Israel-Krieg entlarvt viele unserer „TV-Experten“ als aufgeregte Besserwisser - FOCUS Online

Fernsehen hat eine grandiose Stärke. Kein Medium bringt so mühelos Emotion in die Wohnzimmer der Menschen. Fernsehen hat eine furchtbare Schwäche. Es tut sich schwer, diese Emotionen mit echter Information zu unterfüttern. Emotionalität verschlingt die Rationalität. Das ist besonders bitter, wenn die Welt – Israel, Palästina, Ukraine – erschütternde Bilder im Überfluss fernsehen lässt.

Und besonders gefährlich wird das immer dann, wenn Terror diese Macht der verheerenden Bilder für sein immergleiches Ziel instrumentalisiert: Terror heißt Schrecken. Das Gegengift, mit dem das Fernsehen sich und seine Zuschauer schützen will, heißt Expertise. Doch wie sehr manche Experten seit dem Hamas-Überfall auf Israel versagt haben, ist in diesen Wochen nicht zu übersehen.
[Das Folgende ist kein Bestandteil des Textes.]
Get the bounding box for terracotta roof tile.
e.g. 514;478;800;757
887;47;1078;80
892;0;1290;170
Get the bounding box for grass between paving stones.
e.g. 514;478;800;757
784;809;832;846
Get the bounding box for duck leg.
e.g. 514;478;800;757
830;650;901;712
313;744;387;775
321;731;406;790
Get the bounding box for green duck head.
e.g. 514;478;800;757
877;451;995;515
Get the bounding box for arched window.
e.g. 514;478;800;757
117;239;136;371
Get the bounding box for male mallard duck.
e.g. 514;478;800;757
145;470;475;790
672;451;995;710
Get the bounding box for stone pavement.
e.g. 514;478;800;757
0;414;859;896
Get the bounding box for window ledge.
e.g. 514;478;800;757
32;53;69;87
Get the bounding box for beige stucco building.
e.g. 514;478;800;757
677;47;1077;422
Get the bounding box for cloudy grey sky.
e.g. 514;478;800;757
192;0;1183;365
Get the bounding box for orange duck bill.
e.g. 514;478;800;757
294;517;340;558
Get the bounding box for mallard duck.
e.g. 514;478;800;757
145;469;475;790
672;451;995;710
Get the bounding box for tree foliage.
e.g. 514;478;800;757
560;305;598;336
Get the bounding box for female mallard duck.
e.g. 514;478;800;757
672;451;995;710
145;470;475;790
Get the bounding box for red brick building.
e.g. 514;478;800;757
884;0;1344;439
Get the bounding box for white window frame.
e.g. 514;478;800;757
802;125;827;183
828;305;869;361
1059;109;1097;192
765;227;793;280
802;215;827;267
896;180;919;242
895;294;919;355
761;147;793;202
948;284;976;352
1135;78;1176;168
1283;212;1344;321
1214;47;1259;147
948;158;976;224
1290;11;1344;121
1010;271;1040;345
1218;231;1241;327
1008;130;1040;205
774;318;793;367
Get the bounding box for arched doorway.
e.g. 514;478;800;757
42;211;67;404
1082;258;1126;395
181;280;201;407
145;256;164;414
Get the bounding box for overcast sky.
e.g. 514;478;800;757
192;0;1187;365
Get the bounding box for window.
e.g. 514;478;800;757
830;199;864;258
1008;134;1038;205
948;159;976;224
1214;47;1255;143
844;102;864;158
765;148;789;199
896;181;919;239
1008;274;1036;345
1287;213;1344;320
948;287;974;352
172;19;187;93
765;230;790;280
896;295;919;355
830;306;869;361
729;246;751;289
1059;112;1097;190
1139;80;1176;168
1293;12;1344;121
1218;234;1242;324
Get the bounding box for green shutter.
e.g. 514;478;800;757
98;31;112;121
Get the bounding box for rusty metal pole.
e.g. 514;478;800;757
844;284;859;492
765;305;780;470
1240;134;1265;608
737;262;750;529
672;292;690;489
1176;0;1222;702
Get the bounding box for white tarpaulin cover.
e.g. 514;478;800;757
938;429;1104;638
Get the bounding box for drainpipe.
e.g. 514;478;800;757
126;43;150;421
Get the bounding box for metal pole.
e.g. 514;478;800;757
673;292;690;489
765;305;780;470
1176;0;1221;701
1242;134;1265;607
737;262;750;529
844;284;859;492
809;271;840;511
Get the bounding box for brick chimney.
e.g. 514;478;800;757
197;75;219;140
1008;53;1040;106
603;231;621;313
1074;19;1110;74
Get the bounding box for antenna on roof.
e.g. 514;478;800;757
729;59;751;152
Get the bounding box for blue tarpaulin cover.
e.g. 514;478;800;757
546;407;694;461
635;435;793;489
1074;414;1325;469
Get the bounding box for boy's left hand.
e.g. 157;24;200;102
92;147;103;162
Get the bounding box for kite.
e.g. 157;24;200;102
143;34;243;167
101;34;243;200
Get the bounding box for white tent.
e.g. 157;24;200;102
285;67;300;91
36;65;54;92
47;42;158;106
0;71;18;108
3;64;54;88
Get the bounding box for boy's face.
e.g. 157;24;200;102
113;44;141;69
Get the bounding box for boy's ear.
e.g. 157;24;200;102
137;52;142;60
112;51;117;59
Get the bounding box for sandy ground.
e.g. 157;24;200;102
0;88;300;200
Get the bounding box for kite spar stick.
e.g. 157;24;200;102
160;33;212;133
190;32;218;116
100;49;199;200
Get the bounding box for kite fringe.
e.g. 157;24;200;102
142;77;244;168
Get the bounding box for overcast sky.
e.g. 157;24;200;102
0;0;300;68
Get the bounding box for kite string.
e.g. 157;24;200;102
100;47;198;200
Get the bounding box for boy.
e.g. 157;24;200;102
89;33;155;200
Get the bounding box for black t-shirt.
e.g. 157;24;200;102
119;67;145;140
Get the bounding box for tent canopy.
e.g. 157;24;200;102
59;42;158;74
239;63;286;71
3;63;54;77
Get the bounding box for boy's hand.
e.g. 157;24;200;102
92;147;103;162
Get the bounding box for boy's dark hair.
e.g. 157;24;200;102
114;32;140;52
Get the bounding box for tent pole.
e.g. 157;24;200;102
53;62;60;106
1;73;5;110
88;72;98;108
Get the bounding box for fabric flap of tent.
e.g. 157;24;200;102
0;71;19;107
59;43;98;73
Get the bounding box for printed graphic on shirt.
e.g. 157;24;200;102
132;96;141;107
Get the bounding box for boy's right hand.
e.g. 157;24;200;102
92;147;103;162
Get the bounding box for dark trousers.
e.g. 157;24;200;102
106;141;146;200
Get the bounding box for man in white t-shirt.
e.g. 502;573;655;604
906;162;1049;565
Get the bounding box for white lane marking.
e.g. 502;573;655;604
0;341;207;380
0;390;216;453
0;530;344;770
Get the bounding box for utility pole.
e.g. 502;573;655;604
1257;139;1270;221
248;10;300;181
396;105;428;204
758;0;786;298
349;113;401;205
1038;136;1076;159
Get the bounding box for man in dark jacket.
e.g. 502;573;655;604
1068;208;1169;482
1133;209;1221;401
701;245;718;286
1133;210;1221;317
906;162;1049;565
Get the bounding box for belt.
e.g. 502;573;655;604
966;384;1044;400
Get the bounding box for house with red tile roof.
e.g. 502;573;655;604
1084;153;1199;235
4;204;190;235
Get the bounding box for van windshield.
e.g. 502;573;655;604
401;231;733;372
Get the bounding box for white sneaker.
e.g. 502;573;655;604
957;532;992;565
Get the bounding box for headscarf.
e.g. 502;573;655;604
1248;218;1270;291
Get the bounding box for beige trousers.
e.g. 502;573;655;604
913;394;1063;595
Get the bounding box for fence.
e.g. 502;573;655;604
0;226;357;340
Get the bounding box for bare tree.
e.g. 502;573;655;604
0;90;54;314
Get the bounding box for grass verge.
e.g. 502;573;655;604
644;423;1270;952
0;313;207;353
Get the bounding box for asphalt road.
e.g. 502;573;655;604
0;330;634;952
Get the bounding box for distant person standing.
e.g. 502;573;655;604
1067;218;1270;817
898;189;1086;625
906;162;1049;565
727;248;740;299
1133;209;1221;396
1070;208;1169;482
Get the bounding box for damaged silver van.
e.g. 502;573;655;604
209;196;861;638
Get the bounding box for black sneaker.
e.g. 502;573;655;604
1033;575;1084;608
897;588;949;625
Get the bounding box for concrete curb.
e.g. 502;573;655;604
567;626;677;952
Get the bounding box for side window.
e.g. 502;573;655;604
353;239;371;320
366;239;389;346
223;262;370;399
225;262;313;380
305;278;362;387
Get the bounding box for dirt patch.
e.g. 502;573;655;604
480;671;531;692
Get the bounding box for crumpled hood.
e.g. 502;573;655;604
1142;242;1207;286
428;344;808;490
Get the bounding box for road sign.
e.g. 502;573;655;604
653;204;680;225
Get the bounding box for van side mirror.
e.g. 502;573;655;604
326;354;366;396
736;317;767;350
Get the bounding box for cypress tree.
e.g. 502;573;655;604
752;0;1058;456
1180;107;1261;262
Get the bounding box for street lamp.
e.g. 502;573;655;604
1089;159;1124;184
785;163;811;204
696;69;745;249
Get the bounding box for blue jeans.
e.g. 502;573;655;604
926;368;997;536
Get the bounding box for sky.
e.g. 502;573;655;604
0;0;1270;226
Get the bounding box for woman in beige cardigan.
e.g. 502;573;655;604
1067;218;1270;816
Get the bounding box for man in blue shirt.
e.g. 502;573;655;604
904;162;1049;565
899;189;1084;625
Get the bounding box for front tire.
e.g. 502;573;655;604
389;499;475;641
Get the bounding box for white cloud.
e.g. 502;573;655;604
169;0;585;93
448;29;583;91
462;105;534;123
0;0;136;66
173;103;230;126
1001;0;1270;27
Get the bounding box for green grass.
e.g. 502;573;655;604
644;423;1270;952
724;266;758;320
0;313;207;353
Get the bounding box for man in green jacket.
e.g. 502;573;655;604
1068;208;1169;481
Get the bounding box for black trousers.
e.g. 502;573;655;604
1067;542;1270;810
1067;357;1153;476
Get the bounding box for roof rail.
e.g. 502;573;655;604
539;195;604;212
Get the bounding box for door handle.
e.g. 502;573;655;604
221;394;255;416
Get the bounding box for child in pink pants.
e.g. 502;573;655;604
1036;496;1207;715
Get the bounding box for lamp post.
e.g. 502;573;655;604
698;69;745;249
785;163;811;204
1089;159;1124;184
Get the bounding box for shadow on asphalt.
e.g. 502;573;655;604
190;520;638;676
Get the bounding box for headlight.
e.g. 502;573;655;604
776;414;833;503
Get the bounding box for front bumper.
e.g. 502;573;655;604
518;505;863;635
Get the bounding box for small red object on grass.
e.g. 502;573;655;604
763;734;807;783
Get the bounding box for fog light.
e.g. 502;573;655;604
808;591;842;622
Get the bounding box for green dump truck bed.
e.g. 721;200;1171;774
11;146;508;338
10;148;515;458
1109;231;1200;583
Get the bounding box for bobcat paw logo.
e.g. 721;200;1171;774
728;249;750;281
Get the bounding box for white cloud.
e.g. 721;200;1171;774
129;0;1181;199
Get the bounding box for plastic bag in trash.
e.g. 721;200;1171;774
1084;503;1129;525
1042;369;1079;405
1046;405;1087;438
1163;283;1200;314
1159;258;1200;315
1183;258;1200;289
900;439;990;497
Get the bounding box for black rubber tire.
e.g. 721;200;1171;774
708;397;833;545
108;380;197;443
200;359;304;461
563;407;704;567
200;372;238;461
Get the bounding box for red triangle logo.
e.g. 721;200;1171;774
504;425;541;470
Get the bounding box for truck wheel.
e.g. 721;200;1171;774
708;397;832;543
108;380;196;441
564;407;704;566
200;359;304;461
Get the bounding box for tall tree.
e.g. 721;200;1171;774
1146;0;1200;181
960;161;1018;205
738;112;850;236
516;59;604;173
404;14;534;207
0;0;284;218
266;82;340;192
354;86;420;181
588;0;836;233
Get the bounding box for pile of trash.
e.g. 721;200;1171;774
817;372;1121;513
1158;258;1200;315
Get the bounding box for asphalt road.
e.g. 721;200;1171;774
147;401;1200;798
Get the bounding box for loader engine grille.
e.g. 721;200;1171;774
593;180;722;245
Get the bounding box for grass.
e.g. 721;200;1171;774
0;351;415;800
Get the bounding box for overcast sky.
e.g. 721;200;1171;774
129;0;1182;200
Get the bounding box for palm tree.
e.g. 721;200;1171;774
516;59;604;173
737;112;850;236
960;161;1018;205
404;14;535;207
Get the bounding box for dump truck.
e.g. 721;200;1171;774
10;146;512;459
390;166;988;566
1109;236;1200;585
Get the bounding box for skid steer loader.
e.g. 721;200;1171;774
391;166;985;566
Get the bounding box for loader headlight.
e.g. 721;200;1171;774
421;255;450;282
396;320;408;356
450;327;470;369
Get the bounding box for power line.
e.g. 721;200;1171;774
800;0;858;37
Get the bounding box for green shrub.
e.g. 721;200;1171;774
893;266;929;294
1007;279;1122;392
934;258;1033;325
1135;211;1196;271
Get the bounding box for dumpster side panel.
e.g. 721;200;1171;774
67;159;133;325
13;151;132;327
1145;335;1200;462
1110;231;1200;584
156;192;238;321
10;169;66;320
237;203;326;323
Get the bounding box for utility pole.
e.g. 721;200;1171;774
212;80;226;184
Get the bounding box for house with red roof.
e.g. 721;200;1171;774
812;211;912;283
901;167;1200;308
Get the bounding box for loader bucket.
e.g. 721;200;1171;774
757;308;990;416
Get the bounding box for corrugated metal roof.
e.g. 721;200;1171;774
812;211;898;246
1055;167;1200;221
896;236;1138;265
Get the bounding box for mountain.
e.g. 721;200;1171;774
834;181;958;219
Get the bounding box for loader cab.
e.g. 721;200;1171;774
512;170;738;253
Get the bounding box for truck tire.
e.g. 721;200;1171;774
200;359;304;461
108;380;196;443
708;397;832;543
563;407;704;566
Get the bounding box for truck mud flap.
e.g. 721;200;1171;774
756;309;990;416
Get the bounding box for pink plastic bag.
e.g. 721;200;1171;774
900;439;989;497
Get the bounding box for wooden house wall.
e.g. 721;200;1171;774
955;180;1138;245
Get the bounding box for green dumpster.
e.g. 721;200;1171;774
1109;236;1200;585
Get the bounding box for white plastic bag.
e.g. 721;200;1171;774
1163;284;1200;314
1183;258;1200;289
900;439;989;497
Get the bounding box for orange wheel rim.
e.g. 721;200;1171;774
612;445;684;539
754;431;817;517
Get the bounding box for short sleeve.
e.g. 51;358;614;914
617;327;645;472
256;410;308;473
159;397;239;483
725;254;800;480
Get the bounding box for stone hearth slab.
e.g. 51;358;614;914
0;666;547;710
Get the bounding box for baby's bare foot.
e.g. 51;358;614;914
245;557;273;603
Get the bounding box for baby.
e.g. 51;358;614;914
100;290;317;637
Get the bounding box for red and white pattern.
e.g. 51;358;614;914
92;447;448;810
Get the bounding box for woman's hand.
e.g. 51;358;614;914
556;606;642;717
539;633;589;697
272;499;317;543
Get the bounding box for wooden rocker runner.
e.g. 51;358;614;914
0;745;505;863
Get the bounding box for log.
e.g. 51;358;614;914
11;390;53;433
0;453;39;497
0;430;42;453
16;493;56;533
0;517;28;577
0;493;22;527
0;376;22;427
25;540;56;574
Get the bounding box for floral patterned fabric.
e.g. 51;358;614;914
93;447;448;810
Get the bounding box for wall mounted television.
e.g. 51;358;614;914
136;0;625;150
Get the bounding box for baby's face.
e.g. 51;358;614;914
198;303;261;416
Zu oft kämpft Fernsehen gegen Fernsehen

Wenn wenig bekannt ist, aber viel geredet werden soll, treibt das im Fernsehen giftig bunte Blüten – und das sogar in der renommierten „Tagesschau“. Beispiel Al-Ahli-Krankenhaus. ARD-Moderatorin Judith Rakers spricht um 20 Uhr von mindestens 300 Menschen, die getötet worden sein sollen. Zügig erweckt die Schalte zum Tel-Aviv-Korrespondenten den Eindruck, dass es eine israelische Rakete gewesen sei, die diese Verwüstungen in Gaza-Stadt angerichtet hat.

Der Aufschrei kommt nicht zuletzt von der – für Lautstärke bekannten – ZDF-Kollegin Andrea Kiewel: „Die Verantwortlichen der Hauptnachrichtensendungen der ARD waren taub auf allen Ohren!“ Die „Fernsehgarten“-Frau, nach eigenen Worten „eine glühende Verfechterin der Notwendigkeit des öffentlich-rechtlichen Fernsehens“, wird richtig giftig: „Ich kann das Wort ,Kollegen‘ in dem Zusammenhang nicht verwenden!“

Fernsehen gegen Fernsehen, ZDF gegen ARD – und fast geht verloren, dass es bei der 58-Jährigen um Objektivität in diesem Fall auch nicht zum Besten steht. Kiewel lebt in Tel Aviv. Ihr Lebensgefährte trägt Uniform und ist in den Kampf gegen die Hamas gezogen.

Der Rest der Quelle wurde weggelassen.